Corporate donations to organisations like Gavi, the Vaccine Alliance are generally straight forward – a company usually writes a check or, in some cases, donates some of their “stuff” – their products, goods or services.
My company, UPS, did something different and unique in the world of corporate philanthropy – they donated me. I am the donation.
For background, in 2014 Gavi, the Vaccine Alliance approached UPS, the giant logistics and supply chain company, seeking private sector participation in their 2015-2020 fundraising campaign. After several months of discussion, they landed on a unique solution – UPS would loan one of their experienced senior managers for a period of time to provide input for Gavi’s emerging work on supply chain – the challenge of getting vaccines where they need to be.
The last mile of the supply chain in action – a nurse carries a cool box of vaccines to their final destination in DRC. Photo: Gavi/Phil Moore
Why is this important? There are a number of reasons, but the number one reason a company should consider donating or sharing their talent is this: unlike donated funds, products or services, which are gone forever, donated people come back. And not only do they come back, I contend that they return new and improved – with a fresh set of skills, insights and connections. This is the win-win situation that everyone talks about.

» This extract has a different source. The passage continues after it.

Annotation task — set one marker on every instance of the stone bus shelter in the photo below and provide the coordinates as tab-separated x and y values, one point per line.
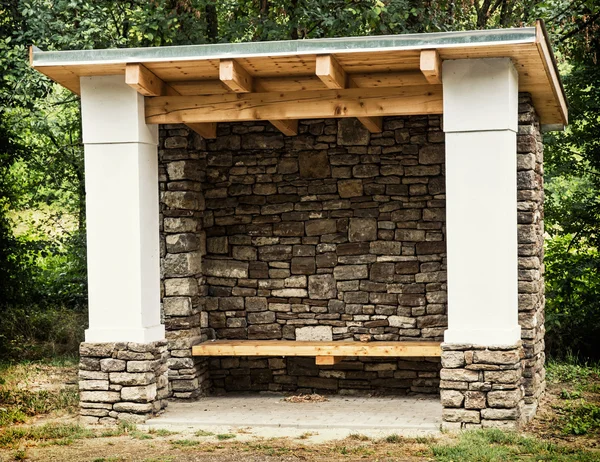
353	215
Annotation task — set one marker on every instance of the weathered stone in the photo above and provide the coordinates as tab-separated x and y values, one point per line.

UPS’ knowledge leadership in logistics complimented Gavi’s needs perfectly. Their vaccine supply chain strategy is built on four pillars – human resources, data management, cold chain equipment (e.g. fridges) and system redesign. As the donation I have been active in driving solutions in all areas, but the cornerstone of my work with Gavi has been building supply chain expertise through the Strategic Training Executive Programme (STEP). This program offers training in people and project management, communication, and problem solving to those already working on the vaccine supply chain in the world’s 73 poorest countries. Students take part through a mix of distance learning and face to face instruction, so they can fit the learning around their critical ongoing work. This will be a key tool in strengthening immunisation supply chains by cultivating robust leadership and management.
The UPS/Gavi relationship has worked so well that earlier this year I was asked to give a TED Talk about my experience. Over the course of my career, I have presented many times to crowds both large and small. But a TED Talk is something different, nothing in my corporate training could prepare me for the process. TED values expediency and efficiency – another cardinal rule is that every word has to support your “idea worth spreading” and that you are there to illustrate, not explain, your idea.
Packaging my experience as a donation in this way helped me to reflect on the wider potential of this partnership. I count myself fortunate that I work for a company that values talent as much as money and services, and I hope to see more companies embrace the idea of supporting good causes by sharing some of their most prized assets – their employees.